Para Poppenberg, al contrario, la prominente presencia del diablo en la escena del auto, de la que se escandalizaba Quevedo en un divertido pasaje del Sueño de la muerte es un elemento crucial de su significado, un factor estructural decisivo, inseparable de la escritura alegórica, y vinculado a lo que Friedrich Schlegel, citado en las primeras líneas del libro, intuía como «carácter posiblemente muy moderno» de estas obras. Los autos no son una escolástica adornada con perifollos poéticos, sino una teología poética, son obras en las que la teología, como tal, se construye como poesía, es decir, como mito y alegoría. Dicho de otro modo, no se pueden separar en ellos por un lado la racionalidad de la argumentación de tipo escolástico, en la que consistiría la doctrina a transmitir al pueblo, y por otro lado la poeticidad de las figuras alegóricas, bellas y conmovedoras, pero sin meollo doctrinal.

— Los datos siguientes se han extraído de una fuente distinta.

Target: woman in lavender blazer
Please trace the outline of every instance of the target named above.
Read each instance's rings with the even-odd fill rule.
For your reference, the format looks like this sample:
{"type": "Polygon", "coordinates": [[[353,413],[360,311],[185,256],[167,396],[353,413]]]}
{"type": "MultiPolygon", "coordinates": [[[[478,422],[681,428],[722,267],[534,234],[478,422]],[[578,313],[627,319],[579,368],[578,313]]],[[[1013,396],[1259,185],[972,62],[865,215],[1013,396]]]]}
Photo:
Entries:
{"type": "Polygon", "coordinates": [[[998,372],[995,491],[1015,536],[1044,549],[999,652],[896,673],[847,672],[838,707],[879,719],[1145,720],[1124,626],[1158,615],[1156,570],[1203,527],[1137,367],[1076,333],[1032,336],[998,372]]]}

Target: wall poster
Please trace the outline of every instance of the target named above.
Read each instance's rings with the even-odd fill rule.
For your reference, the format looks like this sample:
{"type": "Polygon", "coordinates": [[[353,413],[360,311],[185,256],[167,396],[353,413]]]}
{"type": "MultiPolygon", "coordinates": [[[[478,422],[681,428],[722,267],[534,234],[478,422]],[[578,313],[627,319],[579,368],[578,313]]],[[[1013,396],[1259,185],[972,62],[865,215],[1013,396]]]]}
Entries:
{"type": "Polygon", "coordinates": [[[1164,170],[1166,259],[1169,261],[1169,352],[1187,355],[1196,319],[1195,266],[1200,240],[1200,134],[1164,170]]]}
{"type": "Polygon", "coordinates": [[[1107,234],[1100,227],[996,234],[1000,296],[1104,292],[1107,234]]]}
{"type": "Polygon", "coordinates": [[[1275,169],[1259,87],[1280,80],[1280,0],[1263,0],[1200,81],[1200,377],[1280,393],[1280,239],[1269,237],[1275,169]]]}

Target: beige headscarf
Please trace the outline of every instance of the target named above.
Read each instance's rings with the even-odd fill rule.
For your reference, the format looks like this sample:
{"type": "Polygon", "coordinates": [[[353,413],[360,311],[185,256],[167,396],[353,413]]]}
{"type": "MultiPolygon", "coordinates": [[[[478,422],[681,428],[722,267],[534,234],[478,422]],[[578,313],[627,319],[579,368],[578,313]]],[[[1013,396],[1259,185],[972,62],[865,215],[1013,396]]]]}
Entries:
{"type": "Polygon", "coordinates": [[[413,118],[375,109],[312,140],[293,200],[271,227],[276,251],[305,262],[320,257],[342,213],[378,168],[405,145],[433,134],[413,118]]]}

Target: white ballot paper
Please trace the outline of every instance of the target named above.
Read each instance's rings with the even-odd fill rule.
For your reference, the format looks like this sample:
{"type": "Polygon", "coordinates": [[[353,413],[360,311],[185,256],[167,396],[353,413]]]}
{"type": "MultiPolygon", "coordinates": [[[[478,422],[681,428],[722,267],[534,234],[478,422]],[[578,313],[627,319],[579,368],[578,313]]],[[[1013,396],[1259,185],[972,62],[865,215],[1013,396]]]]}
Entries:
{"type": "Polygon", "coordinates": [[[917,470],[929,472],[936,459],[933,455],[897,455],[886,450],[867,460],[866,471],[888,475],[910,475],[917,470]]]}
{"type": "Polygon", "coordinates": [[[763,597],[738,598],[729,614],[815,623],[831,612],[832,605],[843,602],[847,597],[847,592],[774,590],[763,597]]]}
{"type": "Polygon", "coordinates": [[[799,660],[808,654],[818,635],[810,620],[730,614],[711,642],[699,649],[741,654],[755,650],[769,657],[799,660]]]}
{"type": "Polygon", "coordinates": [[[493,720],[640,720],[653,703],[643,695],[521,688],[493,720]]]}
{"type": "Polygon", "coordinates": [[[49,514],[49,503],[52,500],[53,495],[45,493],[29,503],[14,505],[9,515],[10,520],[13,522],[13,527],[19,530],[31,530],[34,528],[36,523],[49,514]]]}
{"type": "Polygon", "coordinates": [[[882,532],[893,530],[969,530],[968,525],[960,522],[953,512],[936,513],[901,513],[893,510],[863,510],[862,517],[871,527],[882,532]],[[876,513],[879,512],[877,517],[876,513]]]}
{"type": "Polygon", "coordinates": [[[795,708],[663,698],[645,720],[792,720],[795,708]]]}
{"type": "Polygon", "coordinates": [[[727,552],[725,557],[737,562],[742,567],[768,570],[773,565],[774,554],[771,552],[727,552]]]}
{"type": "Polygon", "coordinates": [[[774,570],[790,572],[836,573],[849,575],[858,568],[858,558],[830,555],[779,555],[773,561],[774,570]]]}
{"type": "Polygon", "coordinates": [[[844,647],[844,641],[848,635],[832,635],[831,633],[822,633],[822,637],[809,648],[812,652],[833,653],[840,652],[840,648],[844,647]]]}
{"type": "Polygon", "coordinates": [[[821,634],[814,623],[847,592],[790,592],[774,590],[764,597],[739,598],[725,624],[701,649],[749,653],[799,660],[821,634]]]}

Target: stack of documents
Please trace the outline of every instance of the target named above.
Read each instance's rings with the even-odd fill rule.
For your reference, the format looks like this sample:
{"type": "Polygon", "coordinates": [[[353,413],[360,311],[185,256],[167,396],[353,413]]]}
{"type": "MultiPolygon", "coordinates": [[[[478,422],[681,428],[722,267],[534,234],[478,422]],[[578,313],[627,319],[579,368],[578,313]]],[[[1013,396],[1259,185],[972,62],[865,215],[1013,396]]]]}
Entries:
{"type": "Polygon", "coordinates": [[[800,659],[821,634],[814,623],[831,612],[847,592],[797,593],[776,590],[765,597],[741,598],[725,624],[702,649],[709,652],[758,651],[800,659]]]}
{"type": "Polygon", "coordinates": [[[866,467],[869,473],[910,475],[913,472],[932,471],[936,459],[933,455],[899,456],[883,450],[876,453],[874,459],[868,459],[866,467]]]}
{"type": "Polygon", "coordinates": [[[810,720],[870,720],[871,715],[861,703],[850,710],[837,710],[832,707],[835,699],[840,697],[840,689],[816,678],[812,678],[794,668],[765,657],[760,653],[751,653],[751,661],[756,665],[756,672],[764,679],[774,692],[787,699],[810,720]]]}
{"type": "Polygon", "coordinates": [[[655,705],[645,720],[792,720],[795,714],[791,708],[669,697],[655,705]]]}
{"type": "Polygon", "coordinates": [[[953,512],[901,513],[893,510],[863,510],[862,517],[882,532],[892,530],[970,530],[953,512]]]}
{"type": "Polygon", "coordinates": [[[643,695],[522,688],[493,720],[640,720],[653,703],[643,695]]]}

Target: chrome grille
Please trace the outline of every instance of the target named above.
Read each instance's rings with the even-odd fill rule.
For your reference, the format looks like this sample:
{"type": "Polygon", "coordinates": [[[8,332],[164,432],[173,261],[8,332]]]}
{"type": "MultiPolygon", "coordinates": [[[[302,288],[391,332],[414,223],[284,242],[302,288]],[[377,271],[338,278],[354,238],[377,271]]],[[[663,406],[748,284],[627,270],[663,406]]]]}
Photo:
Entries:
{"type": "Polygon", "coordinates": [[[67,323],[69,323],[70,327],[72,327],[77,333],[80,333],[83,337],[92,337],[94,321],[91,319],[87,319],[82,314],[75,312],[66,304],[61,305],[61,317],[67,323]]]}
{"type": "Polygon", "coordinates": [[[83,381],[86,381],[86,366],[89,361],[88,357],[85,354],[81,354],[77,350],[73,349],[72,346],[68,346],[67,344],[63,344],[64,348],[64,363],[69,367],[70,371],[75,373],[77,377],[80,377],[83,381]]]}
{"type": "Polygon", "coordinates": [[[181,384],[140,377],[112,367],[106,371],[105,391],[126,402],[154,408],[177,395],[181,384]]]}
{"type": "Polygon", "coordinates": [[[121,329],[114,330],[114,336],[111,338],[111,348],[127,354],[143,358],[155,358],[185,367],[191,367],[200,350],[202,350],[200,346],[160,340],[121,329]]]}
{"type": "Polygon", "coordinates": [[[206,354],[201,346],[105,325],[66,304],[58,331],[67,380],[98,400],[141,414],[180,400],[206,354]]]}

El libro entero de Gerhard Poppenberg se dedica a defender e ilustrar esta tesis, y el núcleo de esta argumentación está ya presente en su introducción. Partiendo de una consideración del Libro de Job, como texto canónico acerca del diablo y el origen y sentido del mal, esta argumentación prosigue con una lectura del De principiis de Orígenes y se remata con un resumen de la teodicea de Leibniz, en que se recoge «un siglo de discusiones, desarrolladas sobre todo entre jesuítas españoles» (p. 19).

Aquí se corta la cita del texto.